Matthew Sackman matthew at rabbitmq.com
Mon Jan 23 17:45:46 GMT 2012

Hi Srdan,

In short, "yes, that's about it", especially on EC2. It would be worth
checking your results with the hipe_compile option turned on with the
latest Rabbit (2.7.1) and the latest Erlang (R15B). Search for
hipe_compile on http://www.rabbitmq.com/configure.html

Over loopback, with very very small message payloads, with hipe turned
on, Rabbit can read off a single socket and throw the data away (i.e.
no bindings from an exchange) at somewhere around 100kHz. Obviously
depending on hardware. Also that figure might be a little old these
days. As payload increases, and non-loopback, and non-hipe, and EC2
issues, plus actually doing something with the messages such sending
them first into queues, buffering them, and then sending them out to
consumers, an overall throughput of around 20kHz is not unexpected.

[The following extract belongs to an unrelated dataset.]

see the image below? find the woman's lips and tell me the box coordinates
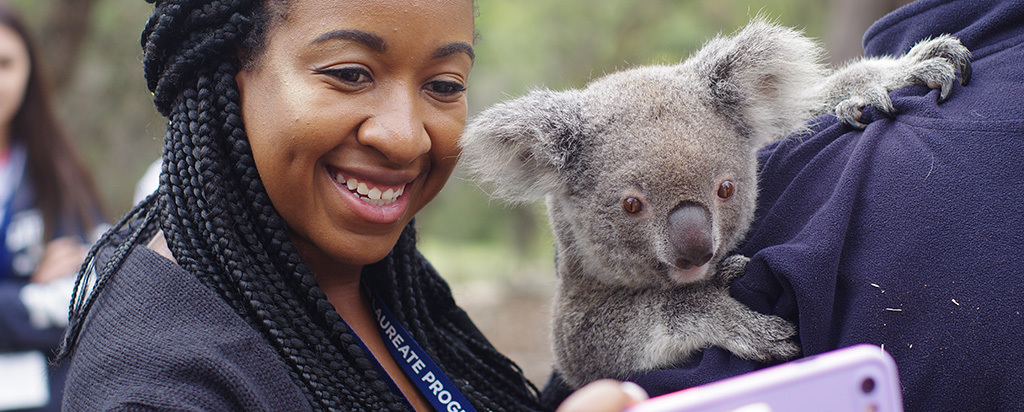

When we do a simple one-publisher, one-queue, one-consumer benchmark,
until recently, the figures were something like 16kHz with 1-ack per
message (no qos) and 25kHz with noAck turned on (autoack). Those figures
are both in and out - i.e. 25kHz msgs in, and 25kHz msgs out. It's only
due to a bunch of quite recent optimisations and getting hipe to work
for us that those figures have improved a bit.

If increasing publishing rate decreases consuming rate then you've hit a
bottleneck somewhere. Either your CPUs are maxed out (or, if not then
there must somewhere be some other reason why Rabbit can't utilise more
CPU) or you've hit a network bottleneck or a disk bottleneck or
something else.

On a single machine, I'd be surprised if you can get close to 100kHz.
Across a cluster it should be possible provided the load is spread
across all the machines - don't forget a queue is a single process on a
single node within the cluster so the maximum speed of an individual
queue is determined by the speed of a single core on one machine. Thus
if you need to go faster than a single core, then you have to spread the
load across multiple queues. Once you max out the cores on a single
machine, you'll need to go to multiple nodes.